Consumers have shaved £8.9bn off their outstanding credit card balances over the last five years as they have learned how to use their plastic “more wisely”, according to an industry body.
The UK Cards Association said credit card debt has fallen by 13% since 2008, despite a £26bn increase in spending, as consumers use their cards more prudently by paying off balances faster and making the most of zero per cent interest introductory offers.
The association, which used a combination of Bank of England figures and its own research, said outstanding balances on credit cards in the UK fell from £65.8bn in 2008 to £56.9 billion last month.
It said the proportion of credit card balances bearing interest has declined steadily since 2002, down from more than four-fifths (81%) to three-fifths (60%) in 2013.
More bills being paid in full each month, consumers paying off their outstanding balances more quickly, and the increased use of 0% interest deals have resulted in the decline, according to the body.
Meanwhile, over the five-year period since 2008, consumer spending on credit cards has risen by a fifth (20%), from £133bn to £159bn a year by December.

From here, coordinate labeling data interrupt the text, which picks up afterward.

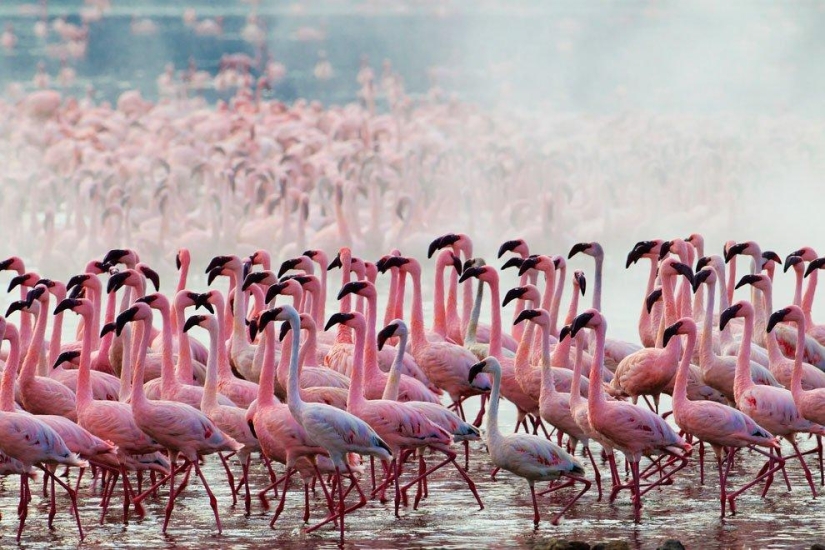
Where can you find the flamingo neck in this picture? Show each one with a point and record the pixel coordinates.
(138, 395)
(184, 369)
(796, 377)
(439, 315)
(595, 395)
(419, 339)
(706, 354)
(266, 386)
(742, 380)
(394, 379)
(680, 385)
(10, 372)
(355, 397)
(209, 399)
(556, 306)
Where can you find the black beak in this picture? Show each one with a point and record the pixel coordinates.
(670, 332)
(338, 318)
(815, 264)
(336, 262)
(113, 256)
(68, 303)
(193, 321)
(470, 272)
(255, 278)
(202, 300)
(791, 261)
(748, 280)
(107, 328)
(124, 318)
(17, 305)
(217, 261)
(727, 315)
(386, 333)
(353, 287)
(508, 247)
(579, 247)
(116, 281)
(77, 280)
(288, 265)
(652, 298)
(580, 322)
(528, 263)
(526, 315)
(475, 369)
(734, 250)
(777, 317)
(513, 294)
(66, 357)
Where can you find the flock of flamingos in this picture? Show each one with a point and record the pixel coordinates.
(132, 394)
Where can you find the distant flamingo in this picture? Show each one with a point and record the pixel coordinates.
(531, 457)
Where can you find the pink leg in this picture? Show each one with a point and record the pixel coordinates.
(213, 502)
(536, 516)
(587, 485)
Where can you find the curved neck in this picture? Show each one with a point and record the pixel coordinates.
(419, 339)
(595, 395)
(394, 379)
(266, 384)
(10, 373)
(796, 377)
(355, 397)
(680, 386)
(27, 371)
(439, 316)
(742, 379)
(557, 294)
(138, 396)
(706, 341)
(209, 399)
(493, 433)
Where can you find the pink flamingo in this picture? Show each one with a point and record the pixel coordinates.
(771, 408)
(725, 428)
(531, 457)
(32, 442)
(109, 420)
(337, 431)
(181, 429)
(719, 371)
(230, 419)
(41, 394)
(633, 430)
(445, 364)
(401, 427)
(648, 371)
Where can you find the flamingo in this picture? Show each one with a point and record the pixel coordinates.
(230, 419)
(633, 430)
(337, 431)
(32, 442)
(399, 426)
(725, 428)
(179, 428)
(528, 456)
(772, 408)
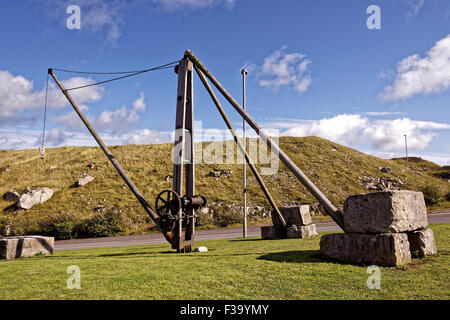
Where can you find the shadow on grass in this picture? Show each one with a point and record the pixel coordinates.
(298, 256)
(245, 240)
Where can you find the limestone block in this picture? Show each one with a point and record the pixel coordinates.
(296, 231)
(385, 212)
(388, 249)
(293, 215)
(272, 233)
(27, 246)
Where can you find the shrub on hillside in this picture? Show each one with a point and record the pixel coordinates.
(225, 217)
(104, 224)
(433, 194)
(62, 225)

The association said strong growth in the online retail sector has been “a key driver” in the increase, with almost half (48%) of online card spending taking place on a credit card.
Richard Koch, head of policy at the UK Cards Association, said: “We’ve seen a steady decline in the level of debt across the credit card market in recent years.
“Consumers are now using the interest-free periods that credit cards offer and then paying off their balances faster.
“Responsible lending is at the heart of the industry, and the vast majority of consumers use their credit card prudently.”